Not low enough to discover anything. My grip on the cardigan keeps the line of the dress broken, the shape beneath it obscured. But low enough to make me intensely aware of every inch of skin the sundress leaves bare.

I angle my body, turning one shoulder toward him.

He notices but instead of commenting, he lifts one hand slowly, giving me time to stop him.

I should. Instead, I stand there breathing too shallowly while he brushes his knuckles down the strap at my shoulder, so light it could almost be an accident.

“You like this one,” he murmurs.

“Yes.”

“Why?”

I swallow. “Because.”

He steps closer. Close enough that I can smell clean soap and dark cedar and the faint lingering trace of coffee beneath it. Close enough that if I shifted even slightly, the fabric of my dress would brush his coat.

“It softens you,” he says, voice quiet. “Makes you look like something I was never meant to touch.”

A shiver runs through me so sharp it almost hurts. I hate him for saying things like that and I hate myself more for loving it.

“It’s a dress,” I whisper.

His gaze drifts over me again, slower this time. Hungrier. “No.”

I clutch the cardigan tighter. “You need to leave.”

“And yet,” he says, his hand sliding from the strap to the curve of my upper arm, “you’re still standing here.”

I should move.

I don’t.

The silence thickens.

His thumb strokes once, lightly, along my bare skin. Nothing obscene. Nothing even close.

It feels devastating anyway.

“Tell me to go,” he says.

I look at his mouth.

That is my first mistake.

The second is answering honestly. “I want to.”

His eyes darken. “But?”

I hate that single word. Hate how easily it pulls the truth to the surface.

“But I know you won’t.”

Something almost like approval flickers across his face.

“Probably not.”

I should be furious.

Instead, I’m breathless.

He reaches up and catches a loose strand of my hair, tucking it behind my ear with a tenderness that feels indecent in a fitting room, in the middle of London, in the middle of everything that still lies shattered between us.

“You have no idea what you do to me in this color,” he says.

My laugh comes out unsteady. “That sounds like your problem.”

“It is.”

The answer is immediate and rougher than before.

I look up at him and wish I hadn’t, because there it is—that crack in his control, that dark, addictive hunger he tries so hard to bury beneath all that composure. It makes the room feel warmer. Closer. Like the air between us is slowly catching fire.

“Lorenzo—”

His hand slides to the side of my neck. His thumb rests beneath my jaw, tilting my face up the smallest amount.

“Tell me this means nothing,” he says quietly.

My pulse is loud enough to drown out thought.

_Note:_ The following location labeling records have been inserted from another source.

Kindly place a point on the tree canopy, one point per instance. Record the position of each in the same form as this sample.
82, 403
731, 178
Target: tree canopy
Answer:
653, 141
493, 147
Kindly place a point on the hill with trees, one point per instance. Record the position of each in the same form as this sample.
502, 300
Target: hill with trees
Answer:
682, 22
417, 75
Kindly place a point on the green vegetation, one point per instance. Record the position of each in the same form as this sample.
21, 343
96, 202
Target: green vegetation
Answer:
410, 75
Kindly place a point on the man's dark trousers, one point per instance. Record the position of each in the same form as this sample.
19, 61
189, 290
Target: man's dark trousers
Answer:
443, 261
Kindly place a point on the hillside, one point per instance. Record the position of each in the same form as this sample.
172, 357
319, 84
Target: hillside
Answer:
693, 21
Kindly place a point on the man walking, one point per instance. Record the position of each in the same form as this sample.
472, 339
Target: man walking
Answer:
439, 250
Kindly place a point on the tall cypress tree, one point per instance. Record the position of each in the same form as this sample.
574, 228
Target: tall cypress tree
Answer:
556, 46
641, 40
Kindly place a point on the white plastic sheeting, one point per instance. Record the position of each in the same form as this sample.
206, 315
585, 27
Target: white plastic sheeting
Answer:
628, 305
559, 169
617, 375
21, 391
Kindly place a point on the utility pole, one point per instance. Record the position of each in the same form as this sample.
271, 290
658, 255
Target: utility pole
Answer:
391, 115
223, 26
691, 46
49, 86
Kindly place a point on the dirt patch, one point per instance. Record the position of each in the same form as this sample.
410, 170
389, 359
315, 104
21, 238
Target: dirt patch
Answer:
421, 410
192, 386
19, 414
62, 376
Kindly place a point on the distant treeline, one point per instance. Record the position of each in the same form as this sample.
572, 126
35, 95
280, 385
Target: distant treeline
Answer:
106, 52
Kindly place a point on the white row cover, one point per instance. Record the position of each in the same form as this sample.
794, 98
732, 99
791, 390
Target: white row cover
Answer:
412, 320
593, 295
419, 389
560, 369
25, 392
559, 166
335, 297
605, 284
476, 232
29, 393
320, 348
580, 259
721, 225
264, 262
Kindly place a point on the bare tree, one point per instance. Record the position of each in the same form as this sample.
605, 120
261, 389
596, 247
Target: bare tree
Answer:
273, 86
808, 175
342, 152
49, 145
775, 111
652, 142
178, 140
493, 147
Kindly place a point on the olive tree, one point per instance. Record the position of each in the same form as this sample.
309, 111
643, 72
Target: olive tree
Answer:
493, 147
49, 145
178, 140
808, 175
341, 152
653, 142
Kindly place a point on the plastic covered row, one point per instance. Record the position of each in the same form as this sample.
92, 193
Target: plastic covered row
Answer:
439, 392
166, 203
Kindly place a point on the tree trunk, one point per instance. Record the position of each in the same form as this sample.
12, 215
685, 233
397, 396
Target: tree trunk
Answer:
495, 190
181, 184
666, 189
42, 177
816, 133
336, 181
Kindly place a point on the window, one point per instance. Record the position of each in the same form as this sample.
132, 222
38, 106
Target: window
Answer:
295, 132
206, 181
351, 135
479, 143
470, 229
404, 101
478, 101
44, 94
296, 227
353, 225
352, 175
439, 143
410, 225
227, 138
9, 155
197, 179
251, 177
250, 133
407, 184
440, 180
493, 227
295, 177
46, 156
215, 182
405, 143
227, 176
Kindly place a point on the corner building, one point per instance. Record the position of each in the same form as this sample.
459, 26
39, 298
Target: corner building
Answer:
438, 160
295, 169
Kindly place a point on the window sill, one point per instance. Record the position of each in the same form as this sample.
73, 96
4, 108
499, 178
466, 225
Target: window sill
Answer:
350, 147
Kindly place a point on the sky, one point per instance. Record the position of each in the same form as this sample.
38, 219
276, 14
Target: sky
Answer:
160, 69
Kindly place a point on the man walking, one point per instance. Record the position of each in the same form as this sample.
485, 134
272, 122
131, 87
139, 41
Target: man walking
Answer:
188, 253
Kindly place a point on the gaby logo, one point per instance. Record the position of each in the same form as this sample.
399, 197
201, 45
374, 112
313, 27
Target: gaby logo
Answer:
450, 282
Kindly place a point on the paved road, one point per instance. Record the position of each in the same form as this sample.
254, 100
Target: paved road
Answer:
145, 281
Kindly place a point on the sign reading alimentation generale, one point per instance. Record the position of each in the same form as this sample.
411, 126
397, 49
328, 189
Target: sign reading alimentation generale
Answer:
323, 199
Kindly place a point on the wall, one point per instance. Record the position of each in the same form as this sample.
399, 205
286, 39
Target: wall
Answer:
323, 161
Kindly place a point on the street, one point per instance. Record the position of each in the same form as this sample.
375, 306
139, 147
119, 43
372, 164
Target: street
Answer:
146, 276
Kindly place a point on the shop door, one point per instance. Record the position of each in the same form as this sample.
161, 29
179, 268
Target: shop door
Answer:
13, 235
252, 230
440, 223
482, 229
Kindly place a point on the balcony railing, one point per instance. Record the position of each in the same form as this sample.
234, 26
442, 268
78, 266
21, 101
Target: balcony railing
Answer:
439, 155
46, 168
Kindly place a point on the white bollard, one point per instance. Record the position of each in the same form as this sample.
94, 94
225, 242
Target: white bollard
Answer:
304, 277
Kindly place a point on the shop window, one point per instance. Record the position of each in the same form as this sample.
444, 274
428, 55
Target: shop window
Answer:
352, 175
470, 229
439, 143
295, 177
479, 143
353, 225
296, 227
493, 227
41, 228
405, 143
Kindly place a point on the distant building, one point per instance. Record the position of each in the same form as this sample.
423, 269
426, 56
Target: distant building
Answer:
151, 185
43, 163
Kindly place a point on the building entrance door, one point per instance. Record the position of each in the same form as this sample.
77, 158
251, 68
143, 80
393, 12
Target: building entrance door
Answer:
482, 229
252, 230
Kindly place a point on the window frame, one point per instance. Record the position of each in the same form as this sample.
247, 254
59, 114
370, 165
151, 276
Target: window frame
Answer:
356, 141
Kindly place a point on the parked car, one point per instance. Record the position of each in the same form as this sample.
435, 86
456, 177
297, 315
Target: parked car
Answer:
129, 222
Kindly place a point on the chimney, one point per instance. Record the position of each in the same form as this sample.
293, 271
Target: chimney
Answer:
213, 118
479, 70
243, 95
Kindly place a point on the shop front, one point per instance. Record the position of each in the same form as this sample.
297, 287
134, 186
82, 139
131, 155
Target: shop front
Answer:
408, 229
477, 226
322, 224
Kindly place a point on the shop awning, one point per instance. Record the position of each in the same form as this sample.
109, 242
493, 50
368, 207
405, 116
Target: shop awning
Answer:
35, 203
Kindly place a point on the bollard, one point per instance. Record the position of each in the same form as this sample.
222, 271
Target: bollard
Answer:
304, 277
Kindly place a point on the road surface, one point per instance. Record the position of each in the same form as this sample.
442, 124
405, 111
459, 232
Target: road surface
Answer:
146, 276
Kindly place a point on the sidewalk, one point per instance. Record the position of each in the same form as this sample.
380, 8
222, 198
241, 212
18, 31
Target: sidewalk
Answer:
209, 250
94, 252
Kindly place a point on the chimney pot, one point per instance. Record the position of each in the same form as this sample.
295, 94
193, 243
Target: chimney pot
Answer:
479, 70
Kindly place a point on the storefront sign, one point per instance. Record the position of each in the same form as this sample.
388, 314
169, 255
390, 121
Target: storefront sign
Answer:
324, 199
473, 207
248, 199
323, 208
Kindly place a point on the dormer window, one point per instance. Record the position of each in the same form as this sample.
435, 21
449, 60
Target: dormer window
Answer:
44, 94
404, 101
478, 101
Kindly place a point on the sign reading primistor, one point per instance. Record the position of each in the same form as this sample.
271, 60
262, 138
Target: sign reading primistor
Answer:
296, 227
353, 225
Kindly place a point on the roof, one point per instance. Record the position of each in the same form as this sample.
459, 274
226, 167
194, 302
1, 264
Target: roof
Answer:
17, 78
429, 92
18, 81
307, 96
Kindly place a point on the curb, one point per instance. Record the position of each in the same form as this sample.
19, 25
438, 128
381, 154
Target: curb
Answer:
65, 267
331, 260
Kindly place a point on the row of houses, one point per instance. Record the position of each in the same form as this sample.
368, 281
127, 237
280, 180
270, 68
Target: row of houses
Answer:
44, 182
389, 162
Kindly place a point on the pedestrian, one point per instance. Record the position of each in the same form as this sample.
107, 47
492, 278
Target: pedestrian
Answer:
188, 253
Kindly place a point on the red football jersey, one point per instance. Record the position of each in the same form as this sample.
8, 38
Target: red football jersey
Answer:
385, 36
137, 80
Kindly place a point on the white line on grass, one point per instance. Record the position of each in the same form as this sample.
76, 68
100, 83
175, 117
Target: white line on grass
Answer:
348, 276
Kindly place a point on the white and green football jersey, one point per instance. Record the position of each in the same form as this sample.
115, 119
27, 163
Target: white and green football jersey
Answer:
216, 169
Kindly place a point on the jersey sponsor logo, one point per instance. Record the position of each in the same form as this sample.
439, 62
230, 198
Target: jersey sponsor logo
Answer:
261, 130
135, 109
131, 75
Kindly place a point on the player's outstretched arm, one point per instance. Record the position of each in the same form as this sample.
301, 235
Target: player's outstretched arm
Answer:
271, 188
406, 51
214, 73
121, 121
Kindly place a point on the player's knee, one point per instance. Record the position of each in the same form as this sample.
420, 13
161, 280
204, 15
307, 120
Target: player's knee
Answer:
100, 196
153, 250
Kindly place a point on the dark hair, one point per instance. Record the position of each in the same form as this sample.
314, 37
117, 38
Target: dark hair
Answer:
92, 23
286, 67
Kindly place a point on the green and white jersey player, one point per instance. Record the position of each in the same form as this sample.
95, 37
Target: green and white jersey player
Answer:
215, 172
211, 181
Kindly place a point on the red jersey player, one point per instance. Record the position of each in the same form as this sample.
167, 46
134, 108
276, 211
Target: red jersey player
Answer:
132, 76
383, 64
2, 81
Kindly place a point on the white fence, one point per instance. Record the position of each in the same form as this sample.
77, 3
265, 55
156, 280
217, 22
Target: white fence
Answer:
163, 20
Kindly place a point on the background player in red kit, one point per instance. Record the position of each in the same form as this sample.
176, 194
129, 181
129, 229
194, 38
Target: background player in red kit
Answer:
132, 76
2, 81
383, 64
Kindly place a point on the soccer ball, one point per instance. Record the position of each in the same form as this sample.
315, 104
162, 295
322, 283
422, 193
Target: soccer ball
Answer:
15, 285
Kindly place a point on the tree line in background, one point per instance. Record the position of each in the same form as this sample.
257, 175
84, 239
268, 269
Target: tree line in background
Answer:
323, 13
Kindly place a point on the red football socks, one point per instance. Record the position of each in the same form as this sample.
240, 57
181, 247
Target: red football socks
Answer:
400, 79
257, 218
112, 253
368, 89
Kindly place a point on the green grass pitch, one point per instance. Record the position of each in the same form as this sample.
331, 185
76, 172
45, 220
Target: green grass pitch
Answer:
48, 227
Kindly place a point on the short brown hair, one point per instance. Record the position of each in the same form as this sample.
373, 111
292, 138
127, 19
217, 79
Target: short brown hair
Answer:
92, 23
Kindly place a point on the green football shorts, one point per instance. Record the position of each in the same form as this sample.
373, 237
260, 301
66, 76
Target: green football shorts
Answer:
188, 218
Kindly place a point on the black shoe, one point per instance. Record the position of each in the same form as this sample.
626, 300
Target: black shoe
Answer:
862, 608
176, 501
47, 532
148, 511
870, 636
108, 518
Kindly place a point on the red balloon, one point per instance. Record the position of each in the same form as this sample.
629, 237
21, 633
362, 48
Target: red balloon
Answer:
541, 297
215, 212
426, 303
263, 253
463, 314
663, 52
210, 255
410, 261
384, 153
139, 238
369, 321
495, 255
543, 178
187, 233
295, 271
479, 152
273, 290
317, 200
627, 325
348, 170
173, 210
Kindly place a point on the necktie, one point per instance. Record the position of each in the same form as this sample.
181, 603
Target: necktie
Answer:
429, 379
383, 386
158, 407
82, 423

“It shouldn’t mean anything.”

“That’s not what I asked.”

He leans in just enough that the edge of his mouth almost brushes mine. The restraint of it is brutal.

Outside the fitting room, I can hear the faint murmur of voices, the muffled music floating through the boutique, the rustle of hangers and footsteps and ordinary life continuing as though I’m not standing here coming undone in a sundress while the man who ruined my wedding looks at me like he wants to devour me slowly.

I tighten my fingers around the cardigan. “You’re impossible.”

A low sound leaves him. Not a laugh. Something darker.

“And yet I think a part of you loves it.”

Heat floods me. “That’s ridiculous.”

“Is it?” He moves so he’s behind me, and we’re both facing the mirror. “Let’s try something, shall we?”

My breath catches. His doesn’t.

In the mirror, his gaze locks with mine, steady and merciless, and I feel it everywhere, like he’s touching me already, peeling me apart layer by layer without even lifting a hand.

Then he does.

His fingers slide to my hips, slow enough to make my knees threaten, firm enough to remind me exactly how easily he could undo me if he chose to.

He doesn’t pull me back against him right away.

He lets me feel the space between us first, the anticipation of it, the knowledge of what’s coming. The knowledge of what I want.

My lips part.

“There,” he murmurs, eyes on mine in the glass. “That look.”

“What look?” My voice is breathy and I hate that he can hear it.

“The one that says you’re trying very hard to remember why this is a bad idea.”